Saturday, May 3, 2008 Leave a Comment

How does this entry relate to Flux's full production of A Midsummer Night's Dream?

So just what, exactly, is actor driven magic?

Actor-driven magic:
-Is overtly theatrical, with no attempt made to conceal the trick. The audience's imagination must therefore be complicit in the creation of the magic.
-Lives primarily in the body of the actors, celebrating the expressive potential and erotic presence of the human body.
-Is tactile and collaborative, with actors working together to create the sense of a power that transcends their individual selves.
-Is playful, both in the sense of being pleasurable in the openness of it's possibilities; and in the sense of acknowledging that pleasure as the actor playing the role. This is not the same as alienation, where the presence of the actor removes the audience from the reality of the character; rather, the acknowledgment of that pleasure by the actor invites the audience to take pleasure in their own imagination's complicity.
-Takes a lot of additional rehearsal, with actors laboring heavily so that their play may seem light.

In practice, the above principles have led to these production choices:
-The costumes should seem like something the actors themselves might wear if they were in these situations, with less emphasis placed on specific time and place; and more emphasis placed on helping to bridge the difference between actor and role.
-The fairy costumes should be fluid and evocative through simplicity; to achieve those qualities, we are using fabrics that can shift to perform more functions than simply costuming the characters; and can help in creating the scenery in this dream-like play.

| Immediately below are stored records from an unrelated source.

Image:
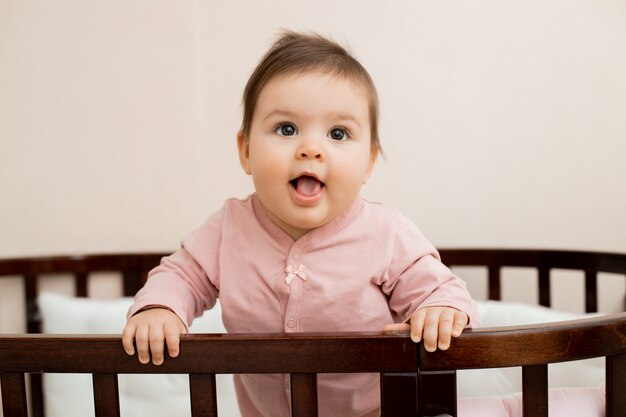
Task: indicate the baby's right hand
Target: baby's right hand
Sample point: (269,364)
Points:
(150,329)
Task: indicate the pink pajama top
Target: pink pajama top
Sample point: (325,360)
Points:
(369,267)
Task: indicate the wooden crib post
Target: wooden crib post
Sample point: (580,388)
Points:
(14,394)
(437,393)
(398,394)
(616,385)
(304,395)
(106,395)
(203,393)
(535,390)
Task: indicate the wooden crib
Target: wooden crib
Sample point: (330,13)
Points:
(413,381)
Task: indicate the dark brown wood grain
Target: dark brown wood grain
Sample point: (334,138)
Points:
(13,394)
(203,393)
(106,395)
(304,355)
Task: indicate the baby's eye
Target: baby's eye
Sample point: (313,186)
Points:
(338,133)
(286,129)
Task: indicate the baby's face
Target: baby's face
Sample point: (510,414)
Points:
(309,150)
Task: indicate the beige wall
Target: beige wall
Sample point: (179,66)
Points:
(503,121)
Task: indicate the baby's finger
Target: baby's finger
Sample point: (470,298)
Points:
(446,322)
(143,344)
(417,325)
(460,321)
(172,339)
(431,330)
(157,347)
(128,338)
(396,327)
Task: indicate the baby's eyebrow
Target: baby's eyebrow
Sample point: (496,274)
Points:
(280,113)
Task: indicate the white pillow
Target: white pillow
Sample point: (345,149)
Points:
(71,395)
(505,381)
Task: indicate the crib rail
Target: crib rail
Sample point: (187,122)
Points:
(202,356)
(134,269)
(408,373)
(591,263)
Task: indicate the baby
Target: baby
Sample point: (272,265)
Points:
(304,253)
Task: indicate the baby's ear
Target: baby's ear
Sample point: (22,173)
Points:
(373,157)
(244,151)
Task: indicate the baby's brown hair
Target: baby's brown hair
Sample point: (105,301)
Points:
(299,53)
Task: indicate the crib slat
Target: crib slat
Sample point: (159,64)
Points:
(304,395)
(398,394)
(106,395)
(80,278)
(13,394)
(615,383)
(437,392)
(544,286)
(494,282)
(203,394)
(591,291)
(535,390)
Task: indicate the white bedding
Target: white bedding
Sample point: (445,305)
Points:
(71,395)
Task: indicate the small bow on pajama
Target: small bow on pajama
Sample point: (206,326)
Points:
(293,272)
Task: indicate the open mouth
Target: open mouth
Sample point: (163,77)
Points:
(307,185)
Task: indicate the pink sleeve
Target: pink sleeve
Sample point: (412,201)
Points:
(562,402)
(186,282)
(417,278)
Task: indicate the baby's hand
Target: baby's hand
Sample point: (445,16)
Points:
(150,329)
(436,325)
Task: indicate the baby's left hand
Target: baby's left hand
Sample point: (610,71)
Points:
(436,325)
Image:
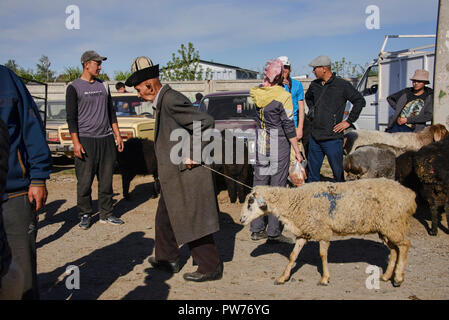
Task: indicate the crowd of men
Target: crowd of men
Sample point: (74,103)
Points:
(187,211)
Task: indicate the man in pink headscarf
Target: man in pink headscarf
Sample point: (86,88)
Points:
(276,133)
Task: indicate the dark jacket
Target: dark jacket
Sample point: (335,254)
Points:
(328,109)
(189,193)
(398,101)
(29,157)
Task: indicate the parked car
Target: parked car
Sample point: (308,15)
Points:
(134,116)
(233,110)
(56,117)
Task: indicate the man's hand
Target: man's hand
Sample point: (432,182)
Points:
(39,194)
(78,150)
(299,133)
(298,156)
(120,145)
(190,163)
(342,126)
(401,121)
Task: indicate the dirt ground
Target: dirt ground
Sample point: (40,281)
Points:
(112,260)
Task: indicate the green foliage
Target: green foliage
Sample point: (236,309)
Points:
(21,72)
(122,75)
(73,73)
(104,77)
(346,69)
(185,66)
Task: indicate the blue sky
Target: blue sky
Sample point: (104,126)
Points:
(236,32)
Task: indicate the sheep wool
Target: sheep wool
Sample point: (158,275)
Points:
(403,141)
(319,210)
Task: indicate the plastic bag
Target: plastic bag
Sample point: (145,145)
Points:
(297,173)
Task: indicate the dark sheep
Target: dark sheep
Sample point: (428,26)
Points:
(137,158)
(426,171)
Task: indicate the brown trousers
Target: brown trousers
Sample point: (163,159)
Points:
(203,250)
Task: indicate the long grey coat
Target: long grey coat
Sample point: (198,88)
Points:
(188,193)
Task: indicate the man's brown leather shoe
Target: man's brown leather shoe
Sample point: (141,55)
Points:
(172,267)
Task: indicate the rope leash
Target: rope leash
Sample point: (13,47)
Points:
(226,176)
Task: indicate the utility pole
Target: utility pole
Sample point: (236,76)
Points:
(441,74)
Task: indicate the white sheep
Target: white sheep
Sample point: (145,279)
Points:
(402,141)
(318,210)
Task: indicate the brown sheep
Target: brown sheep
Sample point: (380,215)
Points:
(427,172)
(402,140)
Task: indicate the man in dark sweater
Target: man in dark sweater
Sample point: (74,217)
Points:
(326,99)
(92,125)
(413,106)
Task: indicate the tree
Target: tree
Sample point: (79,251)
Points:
(346,69)
(70,74)
(43,72)
(21,72)
(11,64)
(185,66)
(73,73)
(122,75)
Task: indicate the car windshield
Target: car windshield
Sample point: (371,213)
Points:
(131,105)
(55,110)
(229,107)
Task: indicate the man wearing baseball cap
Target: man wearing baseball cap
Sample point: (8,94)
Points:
(297,91)
(187,211)
(92,124)
(413,106)
(326,99)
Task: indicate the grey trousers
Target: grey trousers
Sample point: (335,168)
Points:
(98,161)
(276,178)
(20,222)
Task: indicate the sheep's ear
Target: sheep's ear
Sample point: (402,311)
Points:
(436,133)
(273,195)
(439,132)
(262,204)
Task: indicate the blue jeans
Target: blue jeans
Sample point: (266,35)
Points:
(400,128)
(333,150)
(20,221)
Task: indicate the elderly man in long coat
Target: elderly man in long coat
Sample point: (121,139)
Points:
(187,211)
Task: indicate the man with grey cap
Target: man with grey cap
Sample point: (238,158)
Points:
(413,106)
(187,211)
(326,99)
(92,124)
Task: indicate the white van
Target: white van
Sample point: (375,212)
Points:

This allows the fairies to be literally one with the natural world of the stage.
-The scenery itself should also be fluid and evocative through simplicity; to achieve those qualities, a forest is implied through poles that can also be brooms, swords, spears, walls of a house, columns of a palace and flats of a stage; the scenery transforms into props in the same way our costumes transform into scenery.
-Props, costumes and scenery all must feel like extensions of the actors' performances; and must never inhibit or distract from the power of the human body.
- Because the magic of the play-proper is actor-driven, the play within the play should also feature actor-driven magic, only hopefully more comically mis-guided than our own.

2 comments »

  • Anonymous said:  

    I would venture to postulate that "actor driven magic" as it relates to theater and an inherently "theatrical" piece such as Midsummer's would be something more akin to using very specific and effective illusions to draw the audience into a new perspective of imaginative possibility.
    Rather than use a Brechtian model of open theatrics that acknowledge that there is no illusion beyond what the piece asks an audience to envision, to me "actor driven magic" would imply that the performers would be performing a series of carfully crafted illusions to create wonder and add to the sense of mystery.